Health systems, communicable diseases and integration

Altynay Shigayeva et al. Health Policy Plan. 2010 Nov.

Abstract

The HIV/AIDS, tuberculosis and malaria pandemics pose substantial challenges globally and to health systems in the countries they affect. This demands an institutional approach that can integrate disease control programmes within health and social care systems. Whilst integration is intuitively appealing, evidence of its benefits remains uncertain and evaluation is beset by lack of a common understanding of what it involves. The aim of this paper is to better define integration in health systems relevant to communicable disease control. We conducted a critical review of published literature on concepts, definitions, and analytical and methodological approaches to integration as applied to health system responses to communicable disease. We found that integration is understood and pursued in many ways in different health systems. We identified a variety of typologies that relate to three fundamental questions associated with integration: (1) why is integration a goal (that is, what are the driving forces for integration); (2) what structures and/or functions at different levels of health system are affected by integration (or the lack of); and (3) how does integration influence interactions between health system components or stakeholders. The frameworks identified were evaluated in terms of these questions, as well as the extent to which they took account of health system characteristics, the wider contextual environment in which health systems sit, and the roles of key stakeholders.
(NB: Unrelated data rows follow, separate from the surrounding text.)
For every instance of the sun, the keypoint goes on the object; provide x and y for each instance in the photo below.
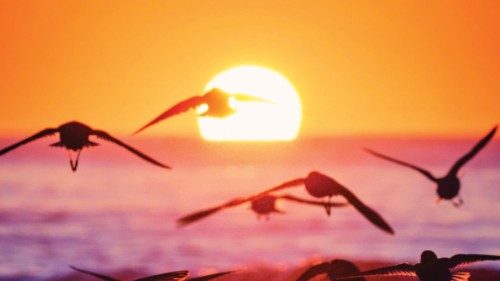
(276, 120)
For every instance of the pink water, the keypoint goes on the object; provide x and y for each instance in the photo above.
(118, 212)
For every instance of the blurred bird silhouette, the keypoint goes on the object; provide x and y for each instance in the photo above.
(169, 276)
(320, 186)
(216, 100)
(430, 268)
(263, 204)
(448, 186)
(74, 136)
(332, 269)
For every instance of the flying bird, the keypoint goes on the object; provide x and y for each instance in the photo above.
(333, 269)
(216, 100)
(74, 136)
(448, 186)
(263, 204)
(169, 276)
(320, 186)
(430, 268)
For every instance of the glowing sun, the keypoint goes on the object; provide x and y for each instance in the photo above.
(278, 119)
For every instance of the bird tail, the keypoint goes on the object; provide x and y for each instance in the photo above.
(460, 276)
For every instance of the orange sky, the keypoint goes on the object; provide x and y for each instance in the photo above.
(361, 67)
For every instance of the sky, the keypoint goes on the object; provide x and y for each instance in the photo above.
(360, 67)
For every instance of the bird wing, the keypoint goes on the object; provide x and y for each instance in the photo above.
(246, 97)
(181, 107)
(403, 269)
(98, 275)
(314, 271)
(105, 136)
(210, 211)
(235, 202)
(311, 202)
(285, 185)
(463, 259)
(169, 276)
(210, 277)
(464, 159)
(421, 170)
(41, 134)
(460, 276)
(367, 212)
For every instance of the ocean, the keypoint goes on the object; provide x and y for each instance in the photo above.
(118, 212)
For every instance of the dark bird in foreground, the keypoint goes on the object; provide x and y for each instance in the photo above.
(263, 204)
(448, 186)
(169, 276)
(333, 270)
(216, 100)
(74, 136)
(321, 186)
(430, 268)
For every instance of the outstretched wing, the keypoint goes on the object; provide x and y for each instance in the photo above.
(181, 107)
(464, 159)
(210, 211)
(235, 202)
(41, 134)
(285, 185)
(314, 271)
(210, 277)
(403, 269)
(406, 164)
(98, 275)
(246, 97)
(463, 259)
(367, 212)
(169, 276)
(311, 202)
(105, 136)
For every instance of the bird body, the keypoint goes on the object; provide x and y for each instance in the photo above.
(74, 136)
(448, 186)
(320, 186)
(430, 267)
(263, 204)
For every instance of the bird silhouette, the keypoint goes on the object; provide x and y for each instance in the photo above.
(169, 276)
(332, 269)
(263, 204)
(448, 187)
(74, 136)
(320, 186)
(216, 100)
(430, 268)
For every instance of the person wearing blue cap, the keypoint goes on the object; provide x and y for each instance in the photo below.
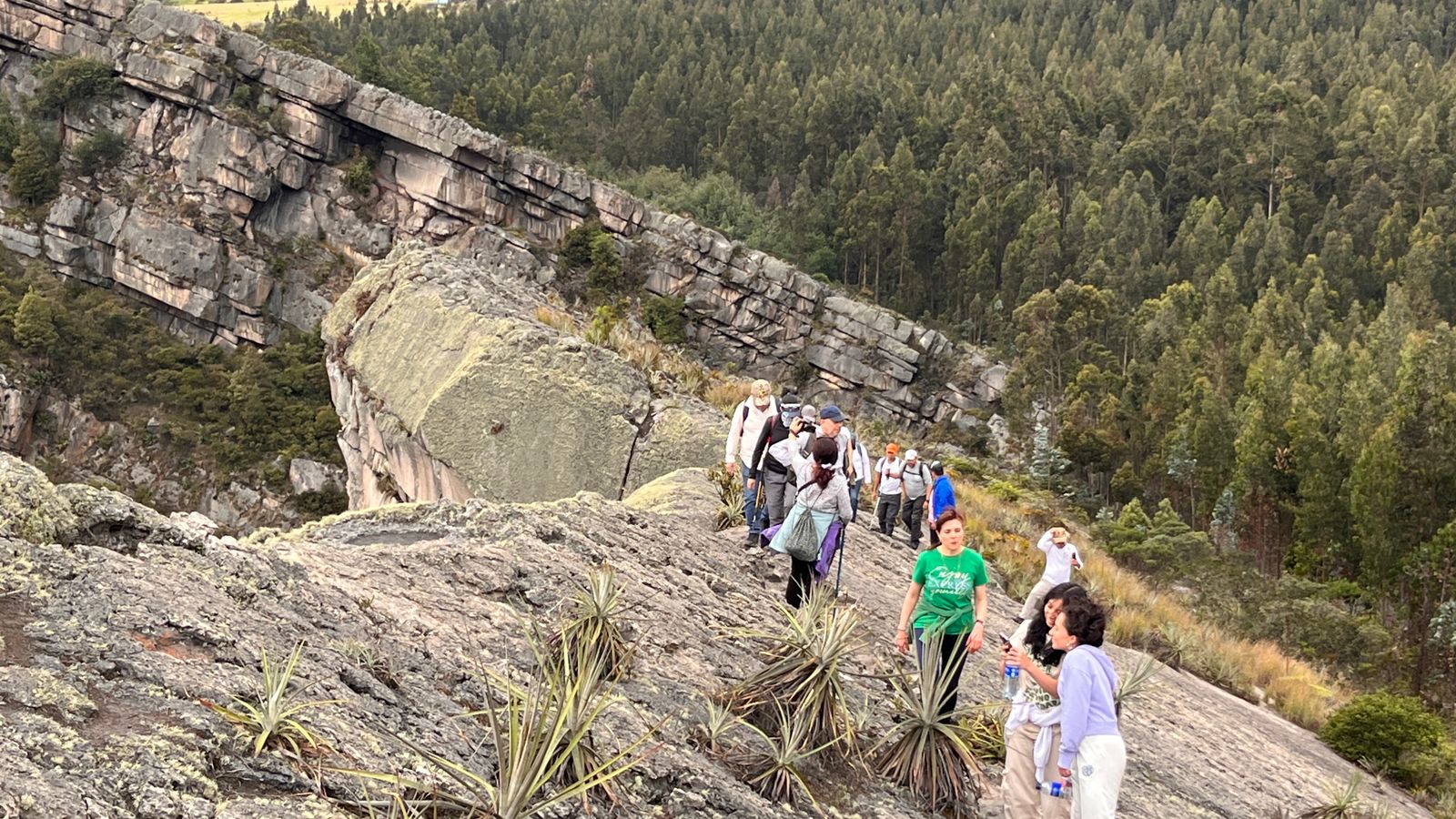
(943, 497)
(832, 426)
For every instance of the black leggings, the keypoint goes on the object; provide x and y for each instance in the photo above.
(801, 581)
(953, 661)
We did not find any one framework that explicitly addressed all of these three questions and therefore propose an analytical framework to help address these questions, building upon existing frameworks and extending our conceptualization of the 'how' of integration to identify a continuum of interactions that extends from no interactions, to partial integration that includes linkage and coordination, and ultimately to integration. We hope that our framework may provide a basis for future evaluations of the integration of programmes and health systems in the development of sustainable and effective responses to communicable diseases.